The Queen was married and crowned at Westminster Abbey.
Now the bells of the “House of Kings” – half muffled in mourning – will ring out at her funeral.
It will be the first time in over 260 years a sovereign’s funeral has taken place in the Abbey.
The last was George II’s in 1760.
For the Queen, the Abbey was where her most defining milestones took place, both in terms of her personal happiness and her public duty.
Princess Elizabeth was 21 when, on Thursday November 20 1947, she married her prince in the surrounds of the central London church.
It was a morale booster in tough post-war years and millions of people listened on the radio.
More than 2,000 guests gathered inside, waiting for the royal bride, whose Norman Hartnell wedding dress was hand-embroidered with more than 10,000 pearls and crystals.

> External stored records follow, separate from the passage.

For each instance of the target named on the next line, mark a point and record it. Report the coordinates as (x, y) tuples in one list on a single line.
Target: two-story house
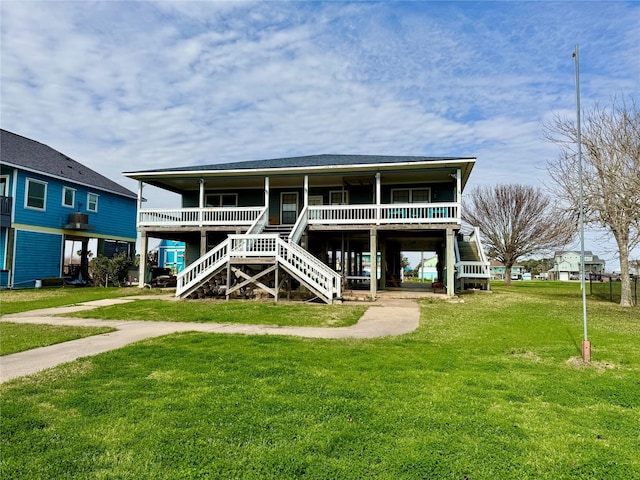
[(566, 265), (311, 220), (49, 201)]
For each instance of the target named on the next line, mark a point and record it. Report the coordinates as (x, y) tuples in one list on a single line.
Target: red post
[(586, 351)]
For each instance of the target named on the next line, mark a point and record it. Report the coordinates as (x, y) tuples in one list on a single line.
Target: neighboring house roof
[(587, 253), (26, 154), (495, 263)]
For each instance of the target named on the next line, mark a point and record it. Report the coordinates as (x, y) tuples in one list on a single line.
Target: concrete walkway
[(385, 317)]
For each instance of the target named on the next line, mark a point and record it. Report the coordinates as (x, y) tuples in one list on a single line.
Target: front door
[(288, 208)]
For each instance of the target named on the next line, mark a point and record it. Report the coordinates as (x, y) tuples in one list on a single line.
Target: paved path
[(385, 317)]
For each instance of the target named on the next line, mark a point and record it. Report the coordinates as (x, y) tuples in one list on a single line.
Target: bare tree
[(516, 221), (610, 174)]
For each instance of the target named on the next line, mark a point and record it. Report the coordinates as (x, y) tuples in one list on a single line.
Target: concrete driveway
[(385, 317)]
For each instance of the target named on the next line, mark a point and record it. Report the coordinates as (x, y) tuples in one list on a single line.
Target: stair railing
[(193, 275)]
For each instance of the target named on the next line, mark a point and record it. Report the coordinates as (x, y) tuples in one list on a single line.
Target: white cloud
[(123, 86)]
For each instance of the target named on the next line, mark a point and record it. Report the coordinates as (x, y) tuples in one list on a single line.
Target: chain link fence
[(608, 288)]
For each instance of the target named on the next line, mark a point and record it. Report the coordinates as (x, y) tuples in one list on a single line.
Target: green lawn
[(486, 389), (16, 301), (17, 337), (235, 311)]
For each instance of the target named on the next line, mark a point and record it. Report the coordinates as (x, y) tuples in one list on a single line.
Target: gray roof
[(27, 154), (324, 160)]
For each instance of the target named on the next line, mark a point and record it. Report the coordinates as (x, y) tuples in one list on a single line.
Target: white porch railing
[(301, 225), (397, 213), (192, 276), (184, 217), (261, 221), (317, 276), (472, 270)]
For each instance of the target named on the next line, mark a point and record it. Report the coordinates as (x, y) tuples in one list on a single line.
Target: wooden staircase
[(471, 264), (243, 262)]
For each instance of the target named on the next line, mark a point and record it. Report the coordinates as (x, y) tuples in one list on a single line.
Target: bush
[(104, 270)]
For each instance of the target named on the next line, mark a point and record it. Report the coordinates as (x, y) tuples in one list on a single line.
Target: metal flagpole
[(586, 344)]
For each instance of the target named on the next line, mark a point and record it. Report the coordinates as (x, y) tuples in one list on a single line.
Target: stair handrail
[(301, 224), (192, 274), (323, 278), (261, 222)]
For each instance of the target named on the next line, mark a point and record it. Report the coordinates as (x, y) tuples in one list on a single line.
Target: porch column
[(459, 192), (378, 196), (200, 199), (144, 251), (140, 200), (203, 242), (383, 264), (373, 248), (451, 260)]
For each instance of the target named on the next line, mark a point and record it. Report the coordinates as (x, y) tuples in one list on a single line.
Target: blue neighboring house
[(48, 199)]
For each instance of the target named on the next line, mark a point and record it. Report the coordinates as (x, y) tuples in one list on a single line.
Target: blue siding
[(116, 215), (38, 255)]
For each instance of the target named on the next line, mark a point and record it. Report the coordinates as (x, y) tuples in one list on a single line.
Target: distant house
[(566, 265), (498, 271), (49, 201), (428, 270)]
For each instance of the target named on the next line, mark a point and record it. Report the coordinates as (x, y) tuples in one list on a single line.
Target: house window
[(411, 195), (36, 194), (92, 202), (227, 200), (68, 197), (339, 197)]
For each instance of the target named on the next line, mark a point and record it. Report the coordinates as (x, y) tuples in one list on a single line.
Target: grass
[(16, 301), (488, 389), (249, 312), (18, 337)]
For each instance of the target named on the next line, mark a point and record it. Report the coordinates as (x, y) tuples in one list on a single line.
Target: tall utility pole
[(586, 344)]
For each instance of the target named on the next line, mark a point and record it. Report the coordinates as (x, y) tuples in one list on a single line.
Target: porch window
[(411, 195), (92, 202), (68, 197), (339, 197), (36, 194), (218, 200)]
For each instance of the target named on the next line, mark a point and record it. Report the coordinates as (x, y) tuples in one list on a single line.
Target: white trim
[(27, 180), (411, 190), (73, 198), (221, 194), (344, 194), (95, 210), (5, 193), (315, 198)]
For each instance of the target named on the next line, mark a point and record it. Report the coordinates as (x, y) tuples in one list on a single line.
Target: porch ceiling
[(189, 182)]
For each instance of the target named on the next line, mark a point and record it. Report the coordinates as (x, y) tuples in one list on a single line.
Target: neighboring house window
[(411, 195), (92, 202), (339, 197), (68, 197), (221, 200), (36, 194)]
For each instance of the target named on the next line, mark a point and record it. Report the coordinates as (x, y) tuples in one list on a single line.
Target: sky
[(125, 86)]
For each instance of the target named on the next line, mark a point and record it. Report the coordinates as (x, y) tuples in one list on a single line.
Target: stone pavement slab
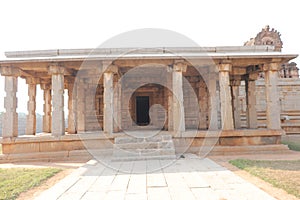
[(187, 178)]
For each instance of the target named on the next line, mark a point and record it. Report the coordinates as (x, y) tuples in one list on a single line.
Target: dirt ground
[(275, 192), (68, 167)]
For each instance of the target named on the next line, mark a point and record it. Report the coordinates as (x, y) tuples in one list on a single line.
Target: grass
[(14, 181), (292, 145), (281, 174)]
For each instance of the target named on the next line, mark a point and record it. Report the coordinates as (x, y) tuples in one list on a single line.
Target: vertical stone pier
[(213, 99), (10, 118), (58, 118), (251, 101), (47, 121), (236, 103), (225, 96), (31, 106), (272, 96), (178, 106), (71, 117), (108, 102)]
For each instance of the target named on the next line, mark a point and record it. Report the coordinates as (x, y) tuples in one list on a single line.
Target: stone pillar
[(108, 102), (236, 103), (71, 117), (117, 106), (58, 118), (272, 96), (213, 99), (46, 87), (170, 99), (178, 106), (10, 117), (203, 99), (225, 97), (80, 89), (31, 106), (251, 101)]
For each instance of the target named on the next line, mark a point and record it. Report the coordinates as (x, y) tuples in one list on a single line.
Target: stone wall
[(289, 93), (22, 123)]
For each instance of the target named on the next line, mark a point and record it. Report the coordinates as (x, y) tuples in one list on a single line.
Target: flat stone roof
[(155, 50), (222, 52)]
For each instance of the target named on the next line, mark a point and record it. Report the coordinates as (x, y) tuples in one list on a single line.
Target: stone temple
[(154, 102)]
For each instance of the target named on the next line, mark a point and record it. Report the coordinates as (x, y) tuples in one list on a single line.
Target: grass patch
[(17, 180), (292, 145), (281, 174)]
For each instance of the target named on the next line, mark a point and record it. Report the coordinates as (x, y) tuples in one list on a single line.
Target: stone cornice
[(10, 71)]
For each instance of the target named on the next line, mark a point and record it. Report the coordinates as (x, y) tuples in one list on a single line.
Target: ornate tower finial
[(267, 37)]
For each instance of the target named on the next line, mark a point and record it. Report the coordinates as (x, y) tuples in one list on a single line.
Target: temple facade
[(189, 93)]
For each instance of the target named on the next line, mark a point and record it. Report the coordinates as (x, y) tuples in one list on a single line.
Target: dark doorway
[(142, 110)]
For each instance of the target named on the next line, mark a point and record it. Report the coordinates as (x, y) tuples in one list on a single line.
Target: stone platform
[(73, 146), (144, 148)]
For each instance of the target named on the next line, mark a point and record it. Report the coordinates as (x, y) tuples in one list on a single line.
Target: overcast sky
[(31, 25)]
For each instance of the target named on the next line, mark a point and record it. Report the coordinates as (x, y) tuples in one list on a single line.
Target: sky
[(35, 25)]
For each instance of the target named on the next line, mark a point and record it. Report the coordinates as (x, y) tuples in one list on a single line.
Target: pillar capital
[(33, 80), (252, 77), (274, 66), (9, 71), (235, 82), (225, 66), (56, 69), (110, 67), (45, 86), (179, 66)]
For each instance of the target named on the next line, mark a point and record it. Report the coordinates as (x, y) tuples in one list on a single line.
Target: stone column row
[(58, 118), (272, 95), (225, 96), (31, 106), (10, 118)]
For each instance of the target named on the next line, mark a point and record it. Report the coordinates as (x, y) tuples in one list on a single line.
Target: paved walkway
[(188, 178)]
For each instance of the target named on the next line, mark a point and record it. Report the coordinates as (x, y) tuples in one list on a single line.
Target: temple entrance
[(142, 110)]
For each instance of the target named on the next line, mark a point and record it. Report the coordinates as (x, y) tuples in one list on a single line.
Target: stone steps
[(145, 148)]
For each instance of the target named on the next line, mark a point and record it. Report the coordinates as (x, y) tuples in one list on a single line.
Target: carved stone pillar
[(213, 99), (108, 102), (178, 106), (236, 103), (203, 99), (272, 96), (251, 101), (225, 96), (10, 118), (170, 99), (81, 113), (31, 106), (58, 118), (117, 105), (46, 87), (71, 116)]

Just five years after she married, the princess became Queen Elizabeth II on the death of her father, George VI.
Some 16 months later, on June 2 1953, she was crowned at the Abbey – the scene of coronations for some 900 years.
During the service, the Queen took the oath and was anointed, with the St Edward’s Crown placed on her head.
An estimated 27 million people in Britain watched the ceremony on TV after the Queen agreed it could be televised.
The Abbey was also the site of romantic royal celebrations for the Queen.
She saw her daughter, Princess Anne, marry Captain Mark Phillips in the church in 1973, and her second son, the Duke of York, wed Sarah Ferguson in 1986.
In 2011, her grandson, the Duke of Cambridge, now the Prince of Wales, exchanged vows with Kate Middleton as millions watched across the globe.
Many times, the Queen went to the Abbey with her family to attend thanksgivings or commemorative events such as a service to mark the 60th anniversary of the Duke of Edinburgh’s Award scheme in 2016.
The church was also a reminder of the loss of her mother, Queen Elizabeth the Queen Mother, and former daughter-in-law, Diana, Princess of Wales.
The Queen Mother’s funeral was held at the Abbey in 2002, five years after Diana’s.
The Gothic church – whose official title is the Collegiate Church of St Peter, Westminster – has been the coronation church since 1066.
The Queen’s was the 38th.
It is also the final resting place of 17 monarchs, including Charles II and Elizabeth I.
Steeped in over 1,000 years of history, Benedictine monks first went to the site in the middle of the 10th century.
The present church, started by Henry III in 1245, is one of the most important Gothic buildings in the country, with the medieval shrine of Anglo-Saxon saint Edward the Confessor still at its heart.
Elizabeth II maintained a close connection with the Abbey, which is a Royal Peculiar and subject only to the sovereign and not any archbishop or bishop.